Le génocide d’Israël à Gaza est lié à cette histoire de guerre.

 

Viva Palestina

« La tactique, la façon d’opérer ont été les mêmes », a déclaré Roxana Gramajo, une activiste ladina et oratrice lors des marches propalestiniennes au Guatemala.

Mais « le monde change », a-t-elle dit à The Electronic Intifada, de sorte que « nous devons continuer d’appliquer des pressions, des boycotts, de procéder à des dénonciations publiques ». Après tout, « c’est toujours Israël qui porte le drapeau. »

Catherin Chomalí Kokaly, une activiste et femme d’affaires palestino-chilienne qui vit au Guatemala depuis 1992, s’est dite d’accord.

« La connexion entre le génocide à Gaza et celui des populations autochtones au Guatemala, c’est un fournisseur d’armes commun : l’État sioniste d’Israël, qui tire profit des guerres et de la mort. »

Lors d’une manifestation récente en commémoration de la Nakba de 1948, cette connexion a également été évoquée à juste titre par Francisco Sanchez, de l’organisation Colectivo Hijos Guatemala (Enfants collectifs du Guatemala), dans une interview accordée à Hispan TV.

 

Street-art à Guatemala City, le 27 juin. On peut lire « Non au génocide », « Pas d’intervention américaine » et « nous n’oublions pas. » Œuvre originale par @tallerlaparresia (Photo : CPR Urbana)

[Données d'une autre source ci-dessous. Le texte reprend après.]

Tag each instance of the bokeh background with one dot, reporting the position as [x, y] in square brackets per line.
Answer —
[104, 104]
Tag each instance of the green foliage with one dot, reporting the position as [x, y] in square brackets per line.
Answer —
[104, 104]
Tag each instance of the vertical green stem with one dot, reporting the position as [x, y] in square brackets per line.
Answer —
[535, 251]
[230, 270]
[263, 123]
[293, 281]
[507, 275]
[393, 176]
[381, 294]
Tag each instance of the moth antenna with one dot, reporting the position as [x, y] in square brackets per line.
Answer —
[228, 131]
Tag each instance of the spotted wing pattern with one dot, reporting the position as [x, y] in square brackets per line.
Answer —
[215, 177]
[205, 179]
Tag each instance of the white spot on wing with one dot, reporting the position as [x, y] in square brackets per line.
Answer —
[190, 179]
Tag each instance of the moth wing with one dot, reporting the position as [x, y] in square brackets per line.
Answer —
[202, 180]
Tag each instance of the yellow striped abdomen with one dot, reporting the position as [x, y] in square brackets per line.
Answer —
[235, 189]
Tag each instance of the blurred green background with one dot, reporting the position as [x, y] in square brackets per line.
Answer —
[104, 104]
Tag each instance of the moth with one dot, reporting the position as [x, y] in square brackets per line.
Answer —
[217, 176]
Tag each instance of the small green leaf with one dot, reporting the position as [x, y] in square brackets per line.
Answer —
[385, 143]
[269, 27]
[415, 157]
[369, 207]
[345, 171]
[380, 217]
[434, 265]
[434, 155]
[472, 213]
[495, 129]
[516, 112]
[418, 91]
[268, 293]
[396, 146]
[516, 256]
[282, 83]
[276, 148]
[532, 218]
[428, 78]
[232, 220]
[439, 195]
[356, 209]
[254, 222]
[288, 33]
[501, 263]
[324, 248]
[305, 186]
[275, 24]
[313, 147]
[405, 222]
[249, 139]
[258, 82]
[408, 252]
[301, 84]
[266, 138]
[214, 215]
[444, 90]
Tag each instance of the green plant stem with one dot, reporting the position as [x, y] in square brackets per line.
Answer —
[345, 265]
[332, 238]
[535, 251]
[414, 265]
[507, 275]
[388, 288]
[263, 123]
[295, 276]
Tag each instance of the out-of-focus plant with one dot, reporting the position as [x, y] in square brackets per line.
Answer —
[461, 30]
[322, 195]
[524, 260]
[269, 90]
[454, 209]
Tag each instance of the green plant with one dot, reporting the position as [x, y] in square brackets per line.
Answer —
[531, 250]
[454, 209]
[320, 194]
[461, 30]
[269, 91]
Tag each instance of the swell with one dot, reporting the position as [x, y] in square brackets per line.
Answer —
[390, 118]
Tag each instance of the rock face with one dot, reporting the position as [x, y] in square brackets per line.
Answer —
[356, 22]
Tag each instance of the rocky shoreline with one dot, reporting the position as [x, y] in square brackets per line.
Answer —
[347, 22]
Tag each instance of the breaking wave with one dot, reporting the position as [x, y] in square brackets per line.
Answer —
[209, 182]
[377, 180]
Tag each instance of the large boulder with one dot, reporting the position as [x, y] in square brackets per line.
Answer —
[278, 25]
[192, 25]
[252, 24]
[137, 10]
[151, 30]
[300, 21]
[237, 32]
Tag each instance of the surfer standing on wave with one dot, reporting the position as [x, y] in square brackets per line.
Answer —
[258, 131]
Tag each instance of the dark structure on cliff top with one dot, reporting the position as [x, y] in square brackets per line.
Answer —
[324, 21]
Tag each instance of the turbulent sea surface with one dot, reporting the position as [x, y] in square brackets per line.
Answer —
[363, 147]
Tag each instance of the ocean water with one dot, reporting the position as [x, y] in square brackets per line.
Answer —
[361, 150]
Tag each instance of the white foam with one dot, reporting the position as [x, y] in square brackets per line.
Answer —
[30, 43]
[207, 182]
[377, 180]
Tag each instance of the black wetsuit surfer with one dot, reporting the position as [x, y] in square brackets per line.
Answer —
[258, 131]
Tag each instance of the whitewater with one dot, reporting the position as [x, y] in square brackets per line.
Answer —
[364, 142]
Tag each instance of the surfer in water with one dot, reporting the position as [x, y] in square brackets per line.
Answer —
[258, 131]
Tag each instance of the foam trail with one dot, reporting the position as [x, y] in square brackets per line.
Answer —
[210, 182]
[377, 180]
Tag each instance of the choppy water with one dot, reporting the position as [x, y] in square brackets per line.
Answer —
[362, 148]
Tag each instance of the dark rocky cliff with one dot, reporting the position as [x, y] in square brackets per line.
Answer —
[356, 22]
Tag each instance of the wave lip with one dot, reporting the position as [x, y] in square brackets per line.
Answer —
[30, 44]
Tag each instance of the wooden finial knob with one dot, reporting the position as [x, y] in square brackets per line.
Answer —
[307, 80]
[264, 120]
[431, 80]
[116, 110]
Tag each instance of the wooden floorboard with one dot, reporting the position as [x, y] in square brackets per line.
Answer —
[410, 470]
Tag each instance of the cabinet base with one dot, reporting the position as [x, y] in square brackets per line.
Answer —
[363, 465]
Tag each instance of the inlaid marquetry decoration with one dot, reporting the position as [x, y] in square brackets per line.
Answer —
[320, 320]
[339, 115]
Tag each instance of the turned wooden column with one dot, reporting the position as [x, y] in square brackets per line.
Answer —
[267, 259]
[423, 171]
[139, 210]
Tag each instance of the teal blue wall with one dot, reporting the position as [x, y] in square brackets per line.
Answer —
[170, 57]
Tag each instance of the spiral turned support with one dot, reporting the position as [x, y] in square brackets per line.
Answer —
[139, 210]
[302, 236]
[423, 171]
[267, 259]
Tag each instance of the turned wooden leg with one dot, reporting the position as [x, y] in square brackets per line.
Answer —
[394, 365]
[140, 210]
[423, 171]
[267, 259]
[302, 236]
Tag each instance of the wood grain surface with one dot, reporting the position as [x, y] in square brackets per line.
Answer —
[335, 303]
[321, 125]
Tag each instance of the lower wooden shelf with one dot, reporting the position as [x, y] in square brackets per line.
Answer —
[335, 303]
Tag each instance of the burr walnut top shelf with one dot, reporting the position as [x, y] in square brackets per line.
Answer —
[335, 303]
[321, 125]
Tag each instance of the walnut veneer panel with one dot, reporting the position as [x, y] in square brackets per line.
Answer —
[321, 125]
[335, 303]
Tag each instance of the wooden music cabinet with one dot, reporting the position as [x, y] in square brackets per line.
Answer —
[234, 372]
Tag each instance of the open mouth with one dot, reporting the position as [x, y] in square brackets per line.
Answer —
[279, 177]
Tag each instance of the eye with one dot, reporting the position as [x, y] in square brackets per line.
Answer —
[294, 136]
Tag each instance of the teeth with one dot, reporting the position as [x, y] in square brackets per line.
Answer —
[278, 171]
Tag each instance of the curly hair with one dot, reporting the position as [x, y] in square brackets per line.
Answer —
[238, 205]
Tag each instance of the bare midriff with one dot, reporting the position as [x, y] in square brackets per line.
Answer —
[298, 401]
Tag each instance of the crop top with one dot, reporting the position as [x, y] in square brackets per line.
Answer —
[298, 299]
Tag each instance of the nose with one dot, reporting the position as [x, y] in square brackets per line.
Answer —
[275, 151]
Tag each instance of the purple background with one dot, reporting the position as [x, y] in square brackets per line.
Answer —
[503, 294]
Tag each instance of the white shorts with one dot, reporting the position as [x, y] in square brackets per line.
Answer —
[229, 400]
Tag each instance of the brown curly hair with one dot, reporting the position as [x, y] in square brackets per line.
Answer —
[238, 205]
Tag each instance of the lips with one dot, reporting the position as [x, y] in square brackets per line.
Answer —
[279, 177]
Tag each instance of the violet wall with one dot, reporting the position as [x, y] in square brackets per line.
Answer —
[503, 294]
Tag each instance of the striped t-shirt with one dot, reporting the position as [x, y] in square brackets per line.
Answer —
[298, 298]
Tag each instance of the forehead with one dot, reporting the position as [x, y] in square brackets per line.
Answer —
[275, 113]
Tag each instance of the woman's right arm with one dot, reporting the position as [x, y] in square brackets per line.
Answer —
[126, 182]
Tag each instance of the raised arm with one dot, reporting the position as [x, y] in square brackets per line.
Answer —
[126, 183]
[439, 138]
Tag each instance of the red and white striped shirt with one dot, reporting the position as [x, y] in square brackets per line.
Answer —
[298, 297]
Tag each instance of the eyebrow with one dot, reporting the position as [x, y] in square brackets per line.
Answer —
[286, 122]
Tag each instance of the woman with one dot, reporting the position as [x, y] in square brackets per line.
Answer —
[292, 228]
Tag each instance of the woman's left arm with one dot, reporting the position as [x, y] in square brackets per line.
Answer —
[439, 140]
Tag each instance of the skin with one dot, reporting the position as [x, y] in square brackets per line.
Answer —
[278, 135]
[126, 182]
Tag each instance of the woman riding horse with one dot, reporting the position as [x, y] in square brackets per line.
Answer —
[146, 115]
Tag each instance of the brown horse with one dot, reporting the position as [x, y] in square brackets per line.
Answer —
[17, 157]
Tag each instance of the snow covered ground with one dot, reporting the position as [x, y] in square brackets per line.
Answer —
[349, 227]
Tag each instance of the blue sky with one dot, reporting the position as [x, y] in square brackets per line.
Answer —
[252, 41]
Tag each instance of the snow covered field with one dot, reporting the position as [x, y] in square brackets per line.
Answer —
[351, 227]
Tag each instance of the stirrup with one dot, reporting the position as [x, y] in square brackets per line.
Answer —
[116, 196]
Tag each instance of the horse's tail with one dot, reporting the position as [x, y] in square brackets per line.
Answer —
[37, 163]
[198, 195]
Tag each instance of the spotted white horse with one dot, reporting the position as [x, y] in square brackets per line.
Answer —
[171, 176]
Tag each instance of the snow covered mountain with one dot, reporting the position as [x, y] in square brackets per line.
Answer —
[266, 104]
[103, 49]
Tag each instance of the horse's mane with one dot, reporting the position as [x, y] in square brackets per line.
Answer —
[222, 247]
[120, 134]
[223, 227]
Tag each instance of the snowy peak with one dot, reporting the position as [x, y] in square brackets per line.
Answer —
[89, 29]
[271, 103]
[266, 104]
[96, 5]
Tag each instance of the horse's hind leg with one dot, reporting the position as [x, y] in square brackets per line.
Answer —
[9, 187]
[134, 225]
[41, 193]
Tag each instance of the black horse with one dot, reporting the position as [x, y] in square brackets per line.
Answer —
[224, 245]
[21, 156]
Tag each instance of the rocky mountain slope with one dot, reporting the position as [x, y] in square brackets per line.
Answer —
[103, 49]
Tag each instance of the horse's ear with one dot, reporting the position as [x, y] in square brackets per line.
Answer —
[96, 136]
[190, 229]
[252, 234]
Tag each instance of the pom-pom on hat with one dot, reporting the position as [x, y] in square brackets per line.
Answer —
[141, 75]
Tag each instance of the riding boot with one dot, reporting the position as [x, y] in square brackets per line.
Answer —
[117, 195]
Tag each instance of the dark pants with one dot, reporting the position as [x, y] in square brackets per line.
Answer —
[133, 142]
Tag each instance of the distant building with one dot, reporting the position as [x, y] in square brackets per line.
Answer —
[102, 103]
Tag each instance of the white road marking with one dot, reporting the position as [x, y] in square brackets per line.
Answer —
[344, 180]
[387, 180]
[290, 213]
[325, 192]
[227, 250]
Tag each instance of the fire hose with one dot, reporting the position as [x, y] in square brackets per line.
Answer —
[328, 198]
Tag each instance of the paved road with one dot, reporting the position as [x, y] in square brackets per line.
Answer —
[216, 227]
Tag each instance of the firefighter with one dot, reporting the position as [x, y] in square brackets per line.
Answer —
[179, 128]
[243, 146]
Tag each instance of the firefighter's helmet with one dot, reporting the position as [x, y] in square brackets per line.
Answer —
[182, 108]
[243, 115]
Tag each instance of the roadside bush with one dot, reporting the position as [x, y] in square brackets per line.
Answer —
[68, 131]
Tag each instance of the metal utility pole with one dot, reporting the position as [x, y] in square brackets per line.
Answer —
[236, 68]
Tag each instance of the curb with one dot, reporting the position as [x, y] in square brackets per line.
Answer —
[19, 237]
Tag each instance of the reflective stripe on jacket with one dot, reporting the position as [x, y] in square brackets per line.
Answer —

Colectivo Hijos a été fondé en 1999, quelques années après la signature de l’accord de paix de 1996.

« Nous nous sommes organisés nous-mêmes parce que nous étions des enfants et des proches, et des gens également liés à la lutte révolutionnaire, a déclaré Sanchez, qui s’identifie comme Mestizo, à The Electronic Intifada. « Nous nous sommes organisés afin de réclamer une clarification sur ce qu’étaient devenus nos proches. »

Concernant le soutien de Colectivo Hijos à la libération palestinienne, il a expliqué : « Israël était pleinement impliqué ici [au Guatemala] dans la mise en œuvre du génocide. » En ce sens, a-t-il poursuivi, « nous avons un lien historique qui nous unit au peuple palestinien ».

« Nous espérons d’une certaine façon, et même maintenant, dans le contexte actuel, de continuer de travailler et de renforcer le processus [de connexion] afin de poursuivre ces véritables processus de libération pour les gens. »

Outre le fait de protester contre le génocide, il a déclaré : « Nous demandons aujourd’hui le retour de l’ambassade du Guatemala à Tel-Aviv. »

Les actes de solidarité avec les Palestiniens sont essentiels, comme l’a fait remarquer Chomalí Kokaly : « Je ne sais pas ce qui est le plus fort : l’ambition sans limite de dirigeants absurdes et dérangés, ou le silence de ceux qui peuvent toujours changer l’histoire du monde. »

 

Un présage apocalyptique

Au-delà des armes et des munitions, la palestinisation de la population autochtone du Guatemala – un terme ouvertement utilisé pour décrire la répression contre les « Mayas rebelles de la nation » – s’est étendue à un processus d’apartheid agricole.

Un exemple a été celui du programme du « village modèle » : une stratégie contre-insurrectionnelle qui a forcé des villageois déplacés à s’entasser dans les colonies concentrées afin de les isoler et de les contrôler.

Selon le journaliste Victor Perera, à la suite d’une visite dans les hautes terres du Quiché, en 1983, les « villages modèles » étaient « copiés en partie sur les kibboutzim défensifs établis le long de la frontière israélienne ».

À l’intérieur de ces villages, Beatriz Manz, une anthropologue américaine, a expliqué à Plaza Publica, un périodique guatémaltèque de journalisme d’investigation, que « l’Église évangélique convertissait de nombreuses personnes ».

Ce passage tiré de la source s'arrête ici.